Restrictions on the disclosure of information about patients receiving fertility treatment should be removed
In our opinion, Section 33 of the Human Fertilisation and Embryology (HFE) Act 1990 was ill conceived. Confidentiality was thought at the time to be of the utmost importance and tight restrictions on the disclosure of information were incorporated into this section. It is likely that these restrictions were included primarily to ensure that the identity of gamete donors, gamete recipients and the resultant children was kept secret. The restrictions were applied to all persons under going licensed treatment in spite of the fact that gamete donation makes up only a small proportion of the treatments administered in assisted conception centres.
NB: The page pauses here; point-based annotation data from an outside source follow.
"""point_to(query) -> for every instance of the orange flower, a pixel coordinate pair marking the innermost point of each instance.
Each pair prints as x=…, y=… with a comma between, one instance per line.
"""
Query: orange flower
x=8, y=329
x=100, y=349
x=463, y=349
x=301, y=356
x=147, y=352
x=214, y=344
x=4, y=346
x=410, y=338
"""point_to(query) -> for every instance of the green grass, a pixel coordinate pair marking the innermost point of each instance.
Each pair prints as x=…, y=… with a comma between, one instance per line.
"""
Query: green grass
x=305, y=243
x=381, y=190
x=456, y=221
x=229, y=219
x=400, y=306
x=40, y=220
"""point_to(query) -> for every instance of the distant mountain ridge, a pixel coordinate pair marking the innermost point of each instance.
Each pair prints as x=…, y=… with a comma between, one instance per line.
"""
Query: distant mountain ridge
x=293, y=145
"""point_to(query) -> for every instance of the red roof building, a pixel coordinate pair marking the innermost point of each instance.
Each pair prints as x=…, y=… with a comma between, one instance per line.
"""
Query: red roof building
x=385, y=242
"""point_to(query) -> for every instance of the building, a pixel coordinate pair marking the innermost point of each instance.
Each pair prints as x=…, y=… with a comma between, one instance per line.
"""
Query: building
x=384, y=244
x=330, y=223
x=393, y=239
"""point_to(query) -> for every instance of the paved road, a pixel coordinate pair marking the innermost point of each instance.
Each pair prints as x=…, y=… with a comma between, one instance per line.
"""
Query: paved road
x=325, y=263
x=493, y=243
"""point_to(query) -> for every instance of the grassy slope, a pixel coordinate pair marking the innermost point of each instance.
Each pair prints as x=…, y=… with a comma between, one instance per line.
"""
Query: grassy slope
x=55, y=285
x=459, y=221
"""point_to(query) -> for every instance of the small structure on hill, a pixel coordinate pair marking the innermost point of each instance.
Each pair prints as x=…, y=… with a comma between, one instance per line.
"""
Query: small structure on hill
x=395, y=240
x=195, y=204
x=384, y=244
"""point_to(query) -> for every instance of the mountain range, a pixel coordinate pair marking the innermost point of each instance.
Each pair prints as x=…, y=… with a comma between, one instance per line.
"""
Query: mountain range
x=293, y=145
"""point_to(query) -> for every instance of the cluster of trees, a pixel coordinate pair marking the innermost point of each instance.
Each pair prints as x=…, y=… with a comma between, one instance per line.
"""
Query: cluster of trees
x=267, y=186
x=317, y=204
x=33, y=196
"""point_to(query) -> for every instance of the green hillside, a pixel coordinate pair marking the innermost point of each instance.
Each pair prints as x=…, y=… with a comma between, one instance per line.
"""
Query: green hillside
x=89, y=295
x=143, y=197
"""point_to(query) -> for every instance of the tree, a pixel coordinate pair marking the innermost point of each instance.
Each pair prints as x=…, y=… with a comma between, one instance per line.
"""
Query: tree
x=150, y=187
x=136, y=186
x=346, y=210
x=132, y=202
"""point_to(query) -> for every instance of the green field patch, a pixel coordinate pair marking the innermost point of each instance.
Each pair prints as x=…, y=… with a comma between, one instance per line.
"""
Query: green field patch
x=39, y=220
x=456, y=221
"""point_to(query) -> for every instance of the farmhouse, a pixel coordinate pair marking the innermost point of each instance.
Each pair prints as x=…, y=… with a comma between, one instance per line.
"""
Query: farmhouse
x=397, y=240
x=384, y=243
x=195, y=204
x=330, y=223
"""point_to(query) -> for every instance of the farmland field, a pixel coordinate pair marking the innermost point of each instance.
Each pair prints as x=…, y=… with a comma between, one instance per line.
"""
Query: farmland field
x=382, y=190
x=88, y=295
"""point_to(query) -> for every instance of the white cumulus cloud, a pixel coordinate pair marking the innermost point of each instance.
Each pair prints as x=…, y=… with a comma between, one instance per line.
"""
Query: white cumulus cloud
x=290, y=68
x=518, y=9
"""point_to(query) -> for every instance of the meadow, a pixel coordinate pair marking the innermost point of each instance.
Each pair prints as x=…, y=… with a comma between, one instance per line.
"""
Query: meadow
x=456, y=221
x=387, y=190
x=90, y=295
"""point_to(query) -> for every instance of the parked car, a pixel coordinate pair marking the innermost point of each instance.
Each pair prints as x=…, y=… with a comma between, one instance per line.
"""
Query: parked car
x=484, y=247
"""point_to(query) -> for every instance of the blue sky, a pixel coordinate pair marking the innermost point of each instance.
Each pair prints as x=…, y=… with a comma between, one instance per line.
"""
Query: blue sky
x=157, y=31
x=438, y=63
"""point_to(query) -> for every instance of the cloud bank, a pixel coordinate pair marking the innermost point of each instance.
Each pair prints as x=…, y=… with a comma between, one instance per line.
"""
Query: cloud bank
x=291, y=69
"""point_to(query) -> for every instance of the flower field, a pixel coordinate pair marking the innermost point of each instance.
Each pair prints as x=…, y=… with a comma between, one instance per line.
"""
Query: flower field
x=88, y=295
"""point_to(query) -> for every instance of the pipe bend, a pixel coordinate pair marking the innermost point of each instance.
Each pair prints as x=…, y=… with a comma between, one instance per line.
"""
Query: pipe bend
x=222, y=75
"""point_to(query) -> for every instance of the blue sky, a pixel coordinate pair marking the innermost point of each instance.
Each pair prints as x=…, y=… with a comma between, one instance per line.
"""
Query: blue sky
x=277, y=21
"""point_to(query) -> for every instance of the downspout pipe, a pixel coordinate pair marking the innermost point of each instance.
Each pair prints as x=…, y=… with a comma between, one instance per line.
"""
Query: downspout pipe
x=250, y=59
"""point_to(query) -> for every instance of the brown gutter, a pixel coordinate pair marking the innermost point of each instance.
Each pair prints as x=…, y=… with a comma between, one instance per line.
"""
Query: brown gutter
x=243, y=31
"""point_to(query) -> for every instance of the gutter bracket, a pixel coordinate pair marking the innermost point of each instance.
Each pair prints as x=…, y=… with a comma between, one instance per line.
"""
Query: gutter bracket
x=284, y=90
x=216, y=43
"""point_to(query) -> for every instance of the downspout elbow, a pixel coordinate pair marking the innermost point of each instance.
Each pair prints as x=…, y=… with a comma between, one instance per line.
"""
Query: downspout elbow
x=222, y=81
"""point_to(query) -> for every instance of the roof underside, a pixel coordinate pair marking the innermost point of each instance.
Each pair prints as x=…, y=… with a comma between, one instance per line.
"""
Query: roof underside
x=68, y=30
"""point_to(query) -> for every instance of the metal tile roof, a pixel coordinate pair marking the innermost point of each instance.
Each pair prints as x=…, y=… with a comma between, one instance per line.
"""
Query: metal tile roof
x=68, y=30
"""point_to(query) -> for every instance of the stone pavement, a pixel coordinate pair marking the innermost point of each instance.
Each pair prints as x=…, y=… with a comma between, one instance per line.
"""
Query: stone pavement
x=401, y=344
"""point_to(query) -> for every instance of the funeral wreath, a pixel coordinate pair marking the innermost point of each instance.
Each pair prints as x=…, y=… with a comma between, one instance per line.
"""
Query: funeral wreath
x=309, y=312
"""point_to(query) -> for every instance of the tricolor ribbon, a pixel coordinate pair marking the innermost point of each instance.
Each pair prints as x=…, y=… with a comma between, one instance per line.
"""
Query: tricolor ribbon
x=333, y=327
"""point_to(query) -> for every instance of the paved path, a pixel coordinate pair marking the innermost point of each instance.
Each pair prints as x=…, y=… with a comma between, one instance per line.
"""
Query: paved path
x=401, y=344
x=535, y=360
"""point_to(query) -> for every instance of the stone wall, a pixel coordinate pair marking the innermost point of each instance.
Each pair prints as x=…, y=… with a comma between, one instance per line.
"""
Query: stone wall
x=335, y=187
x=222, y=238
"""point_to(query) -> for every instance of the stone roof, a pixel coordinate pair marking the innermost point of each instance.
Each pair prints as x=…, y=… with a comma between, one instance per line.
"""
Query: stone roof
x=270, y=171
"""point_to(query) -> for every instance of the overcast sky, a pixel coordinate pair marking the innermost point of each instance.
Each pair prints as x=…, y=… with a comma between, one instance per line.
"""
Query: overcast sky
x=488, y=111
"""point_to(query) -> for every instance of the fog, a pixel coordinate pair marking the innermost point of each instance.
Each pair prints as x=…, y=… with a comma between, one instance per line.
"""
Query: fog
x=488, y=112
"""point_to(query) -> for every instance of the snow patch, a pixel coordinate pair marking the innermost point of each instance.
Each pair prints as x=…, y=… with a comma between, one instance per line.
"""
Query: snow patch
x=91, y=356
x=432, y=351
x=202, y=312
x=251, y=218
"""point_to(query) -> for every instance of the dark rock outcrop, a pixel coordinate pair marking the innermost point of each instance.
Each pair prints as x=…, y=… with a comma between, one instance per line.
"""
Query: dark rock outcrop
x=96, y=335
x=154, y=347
Soon after the HFE 1990 Act came into force it became clear that the restrictions on the disclosure of information were interfering with safe clinical practice. Subsection (5) made disclosure of identifying information to anyone including the patient's General Practitioner an offence and it was illegal for a licensed practitioner to instruct their lawyer should he or she be sued by a patient. In 1992 the Human Fertilisation and Embryology (Disclosure of Information) Act was passed. This allowed identifying information about the provision of treatment to be disclosed with the patient's consent and in certain circumstances, including an emergency, without their consent.
Although this relaxation was helpful the restriction on disclosure of information in the 1990 Act remains an impediment as health care professionals may still not communicate without specific written permission from the person receiving licensed treatment. The Human Fertilisation and Embryology Bill 2008 currently making its way through the House of Lords has numerous exceptions to the restrictions including a provision that will facilitate the collection of data for research but if passed without amendment written consent will still be required before staff working in licensed centres may discuss their patients receiving IVF, gamete storage or gamete donation with anyone not licensed by the Human Fertilisation and Embryology Authority.
There is no evidence that patients receiving IVF treatment are more sensitive about the confidentiality of their treatment than patients with other reproductive problems. The House of Commons Science and Technology Committee report on Human Reproductive Technologies and the Law (March 2005) concluded that the confidentiality provisions 'are unnecessarily onerous and inconsistent with the widespread use of assisted reproductive technologies'
At King's College Hospital we randomly reviewed 361 sets of patient's notes. Disclosure of information about licensed treatment to the General Practitioner had been refused by 22 women or couples, of these donor sperm had been used on 18 occasions. We conclude from this that it is unusual for patients receiving treatment with their own gametes to want confidentiality over and above that afforded by the normal confidential relationship between a patient and their doctor.
On the other hand patients using donor gametes do want to take advantage of the opportunity to restrict information as to who knows the man is not the genetic parent of a child born following treatment. Seventeen years ago those that drafted the 1990 Act were of the same view but opinion has swung strongly in favour of donor children having a right to know that they were conceived using donor sperm and access to identifying information as to their genetic parent.
Parliamentarians should support a move away from the misconceptions that under pinned the views taken in 1990 and remove restrictions on the disclosure of information in relation to those patients receiving treatment with IVF and/or donor gametes.